The manuscript entitled “PGC-1α and MEF2 regulate the transcription of the organic cation transporter OCTN2 gene in C2C12 cells and in mouse skeletal muscle” describes the transcription factor MEF2 as a dimer partner of PCG-1alpha in the transcription regulation of OCTN2 in the skeletal muscle. Overall, the experiments seem to be properly designed and performed and the results support the initial working hypothesis. My specific comments/suggestions follow:

·         In figure 1, the authors show that the overexpression of PGC-1alpha indeed increase the expression of OCTN2. The increase in the mRNA level seems more evident than that at the protein level. A functional assay (i.e. Transport assay with [3H]carnitine in the presence or absence of Na+) should be added to better understand whether this induction has functional ramifications.

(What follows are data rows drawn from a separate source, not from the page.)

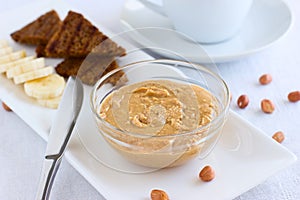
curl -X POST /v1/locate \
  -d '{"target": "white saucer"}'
[121,0,292,63]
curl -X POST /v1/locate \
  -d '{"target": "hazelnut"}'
[151,189,169,200]
[272,131,284,143]
[2,102,12,112]
[259,74,272,85]
[261,99,275,114]
[199,165,215,182]
[237,94,249,108]
[288,90,300,102]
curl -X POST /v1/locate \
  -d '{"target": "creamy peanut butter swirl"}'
[100,80,215,135]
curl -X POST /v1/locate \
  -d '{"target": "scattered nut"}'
[288,90,300,102]
[151,189,169,200]
[2,102,12,112]
[199,165,215,182]
[272,131,284,143]
[237,94,249,108]
[259,74,272,85]
[260,99,275,114]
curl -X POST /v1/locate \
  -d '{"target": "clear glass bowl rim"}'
[90,59,230,139]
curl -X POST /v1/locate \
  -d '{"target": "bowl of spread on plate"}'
[91,60,230,168]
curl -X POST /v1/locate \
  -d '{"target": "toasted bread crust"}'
[45,11,125,58]
[55,56,124,85]
[11,10,62,45]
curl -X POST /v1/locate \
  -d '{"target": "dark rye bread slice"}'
[44,11,125,58]
[55,56,125,85]
[11,10,62,45]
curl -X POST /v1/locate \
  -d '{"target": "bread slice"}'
[55,56,124,85]
[11,10,62,45]
[43,11,125,58]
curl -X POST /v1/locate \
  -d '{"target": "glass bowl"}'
[90,60,230,168]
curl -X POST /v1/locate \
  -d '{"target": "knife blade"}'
[36,77,83,200]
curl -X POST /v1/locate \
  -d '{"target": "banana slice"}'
[24,74,65,99]
[0,47,13,56]
[37,96,62,109]
[0,40,8,48]
[0,50,26,64]
[6,58,45,78]
[0,56,35,73]
[13,67,54,84]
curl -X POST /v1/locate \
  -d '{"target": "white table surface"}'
[0,0,300,200]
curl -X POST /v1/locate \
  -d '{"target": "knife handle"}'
[35,156,61,200]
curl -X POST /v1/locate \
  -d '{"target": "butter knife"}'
[36,77,83,200]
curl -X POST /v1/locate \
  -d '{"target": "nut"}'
[199,165,215,182]
[259,74,272,85]
[237,94,249,108]
[151,189,169,200]
[260,99,275,114]
[272,131,284,143]
[2,102,12,112]
[288,90,300,102]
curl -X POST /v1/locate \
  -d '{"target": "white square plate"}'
[0,0,296,200]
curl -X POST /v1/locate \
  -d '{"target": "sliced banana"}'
[6,58,45,78]
[13,67,54,84]
[0,50,26,64]
[0,40,8,48]
[0,47,13,56]
[37,96,62,109]
[0,56,35,73]
[24,74,65,99]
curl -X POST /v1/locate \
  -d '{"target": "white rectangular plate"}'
[0,0,296,200]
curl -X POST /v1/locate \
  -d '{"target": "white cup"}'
[140,0,253,43]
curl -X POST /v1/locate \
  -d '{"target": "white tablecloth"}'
[0,0,300,200]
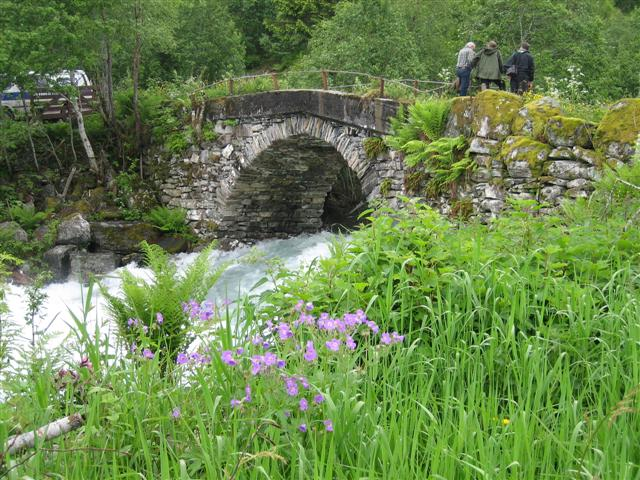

·         INFγ seem to promote PGC1alpha-MEF2 dimerization. What is the impact of INFγ treatment to OCTN2 expression and function in skeletal muscle cells? WB and transport experiments should be added to the gene reporter assay. This is important because INFγ has been shown to induce OCTN2 expression in other cell types (i.e. HEK293 and in Caco2BBE) but not in skeletal muscle cells. The following papers should be cited: PMID: 20722056, PMID: 29491466.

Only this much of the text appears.